# Ollama PDF RAG Notebook

### Import Libraries

In [1]:
# Imports
from langchain_community.document_loaders import UnstructuredPDFLoader
from langchain_ollama import OllamaEmbeddings
from langchain_text_splitters import RecursiveCharacterTextSplitter
from langchain_community.vectorstores import Chroma
from langchain.prompts import ChatPromptTemplate, PromptTemplate
from langchain_core.output_parsers import StrOutputParser
from langchain_ollama.chat_models import ChatOllama
from langchain_core.runnables import RunnablePassthrough
from langchain.retrievers.multi_query import MultiQueryRetriever

# Suppress warnings
import warnings
warnings.filterwarnings('ignore')

# Jupyter-specific imports
from IPython.display import display, Markdown

# Set environment variable for protobuf
import os
os.environ["PROTOCOL_BUFFERS_PYTHON_IMPLEMENTATION"] = "python"

### Load PDF

In [2]:
# Load PDF
local_path = "scammer-agent.pdf"
if local_path:
    loader = UnstructuredPDFLoader(file_path=local_path)
    data = loader.load()
    print(f"PDF loaded successfully: {local_path}")
else:
    print("Upload a PDF file")

PDF loaded successfully: scammer-agent.pdf


### Split text into chunks

In [3]:
# Split text into chunks
text_splitter = RecursiveCharacterTextSplitter(chunk_size=1000, chunk_overlap=200)
chunks = text_splitter.split_documents(data)
print(f"Text split into {len(chunks)} chunks")

Text split into 23 chunks


### Create vector database

In [4]:
# Create vector database
vector_db = Chroma.from_documents(
    documents=chunks,
    embedding=OllamaEmbeddings(model="nomic-embed-text"),
    collection_name="local-rag"
)
print("Vector database created successfully")

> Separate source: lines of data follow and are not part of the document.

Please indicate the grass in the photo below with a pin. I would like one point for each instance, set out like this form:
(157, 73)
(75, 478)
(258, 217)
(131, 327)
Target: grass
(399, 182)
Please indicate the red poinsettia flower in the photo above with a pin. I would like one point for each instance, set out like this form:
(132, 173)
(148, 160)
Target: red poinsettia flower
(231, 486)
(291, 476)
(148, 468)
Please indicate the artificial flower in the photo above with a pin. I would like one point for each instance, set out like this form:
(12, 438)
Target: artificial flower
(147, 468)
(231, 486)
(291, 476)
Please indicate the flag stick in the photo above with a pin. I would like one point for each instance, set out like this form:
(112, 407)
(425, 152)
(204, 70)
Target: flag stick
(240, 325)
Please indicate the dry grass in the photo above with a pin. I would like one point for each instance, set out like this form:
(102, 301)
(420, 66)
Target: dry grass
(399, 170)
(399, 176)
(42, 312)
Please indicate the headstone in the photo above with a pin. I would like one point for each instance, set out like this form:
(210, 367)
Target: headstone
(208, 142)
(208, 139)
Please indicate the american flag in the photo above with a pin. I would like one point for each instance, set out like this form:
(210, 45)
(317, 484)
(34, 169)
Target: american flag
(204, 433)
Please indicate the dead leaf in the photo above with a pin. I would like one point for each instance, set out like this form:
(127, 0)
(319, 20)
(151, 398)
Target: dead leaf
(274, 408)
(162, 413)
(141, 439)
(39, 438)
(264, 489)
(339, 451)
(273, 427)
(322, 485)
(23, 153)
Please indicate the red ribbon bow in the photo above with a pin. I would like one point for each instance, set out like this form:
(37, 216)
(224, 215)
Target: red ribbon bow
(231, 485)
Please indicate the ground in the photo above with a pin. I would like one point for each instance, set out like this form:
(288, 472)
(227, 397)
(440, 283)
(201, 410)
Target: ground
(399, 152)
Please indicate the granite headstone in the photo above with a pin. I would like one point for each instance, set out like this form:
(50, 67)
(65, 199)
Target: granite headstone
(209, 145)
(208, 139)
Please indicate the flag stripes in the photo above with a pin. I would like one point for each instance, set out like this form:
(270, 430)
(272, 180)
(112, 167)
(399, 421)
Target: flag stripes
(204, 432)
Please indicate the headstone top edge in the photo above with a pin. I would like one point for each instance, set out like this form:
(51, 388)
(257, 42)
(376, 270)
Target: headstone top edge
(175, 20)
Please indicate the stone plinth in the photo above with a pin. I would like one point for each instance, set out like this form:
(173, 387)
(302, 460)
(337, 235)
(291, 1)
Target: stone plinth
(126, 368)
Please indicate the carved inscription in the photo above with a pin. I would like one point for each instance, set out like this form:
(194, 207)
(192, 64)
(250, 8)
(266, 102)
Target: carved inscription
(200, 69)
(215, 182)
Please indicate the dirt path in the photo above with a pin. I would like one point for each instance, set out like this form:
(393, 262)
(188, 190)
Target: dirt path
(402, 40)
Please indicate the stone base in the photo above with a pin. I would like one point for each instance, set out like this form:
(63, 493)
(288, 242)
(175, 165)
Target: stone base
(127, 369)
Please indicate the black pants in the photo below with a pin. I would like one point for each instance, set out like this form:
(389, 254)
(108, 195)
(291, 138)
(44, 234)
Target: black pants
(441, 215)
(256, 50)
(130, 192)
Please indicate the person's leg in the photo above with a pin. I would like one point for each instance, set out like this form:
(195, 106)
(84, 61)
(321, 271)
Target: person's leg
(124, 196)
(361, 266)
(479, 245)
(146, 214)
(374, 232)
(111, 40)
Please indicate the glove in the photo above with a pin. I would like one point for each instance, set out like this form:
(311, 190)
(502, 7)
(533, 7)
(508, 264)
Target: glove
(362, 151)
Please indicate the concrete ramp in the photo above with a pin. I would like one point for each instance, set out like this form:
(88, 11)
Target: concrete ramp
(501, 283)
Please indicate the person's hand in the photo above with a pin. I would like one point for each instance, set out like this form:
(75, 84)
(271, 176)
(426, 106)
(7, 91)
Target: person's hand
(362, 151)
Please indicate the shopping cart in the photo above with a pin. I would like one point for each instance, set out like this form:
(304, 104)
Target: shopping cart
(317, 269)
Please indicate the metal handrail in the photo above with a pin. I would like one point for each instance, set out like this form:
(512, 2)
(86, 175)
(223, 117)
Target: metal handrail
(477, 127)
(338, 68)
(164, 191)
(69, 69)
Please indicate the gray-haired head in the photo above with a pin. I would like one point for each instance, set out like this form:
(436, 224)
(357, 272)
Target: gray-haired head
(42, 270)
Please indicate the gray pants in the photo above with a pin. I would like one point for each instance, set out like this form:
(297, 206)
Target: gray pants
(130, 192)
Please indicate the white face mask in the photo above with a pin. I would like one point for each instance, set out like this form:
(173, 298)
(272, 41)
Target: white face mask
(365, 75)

Vector database created successfully


### Set up LLM and Retrieval

In [5]:
# Set up LLM and retrieval
local_model = "llama3.2:3b"  # or whichever model you prefer
llm = ChatOllama(model=local_model)

In [6]:
# Query prompt template
QUERY_PROMPT = PromptTemplate(
    input_variables=["question"],
    template="""You are an AI language model assistant. Your task is to generate 2
    different versions of the given user question to retrieve relevant documents from
    a vector database. By generating multiple perspectives on the user question, your
    goal is to help the user overcome some of the limitations of the distance-based
    similarity search. Provide these alternative questions separated by newlines.
    Original question: {question}""",
)

# Set up retriever
retriever = MultiQueryRetriever.from_llm(
    vector_db.as_retriever(), 
    llm,
    prompt=QUERY_PROMPT
)

### Create chain

In [7]:
# RAG prompt template
template = """Answer the question based ONLY on the following context:
{context}
Question: {question}
"""

prompt = ChatPromptTemplate.from_template(template)

In [8]:
# Create chain
chain = (
    {"context": retriever, "question": RunnablePassthrough()}
    | prompt
    | llm
    | StrOutputParser()
)

### Chat with PDF

In [9]:
def chat_with_pdf(question):
    """
    Chat with the PDF using the RAG chain.
    """
    return display(Markdown(chain.invoke(question)))

In [10]:
# Example 1
chat_with_pdf("What is the main idea of this document?")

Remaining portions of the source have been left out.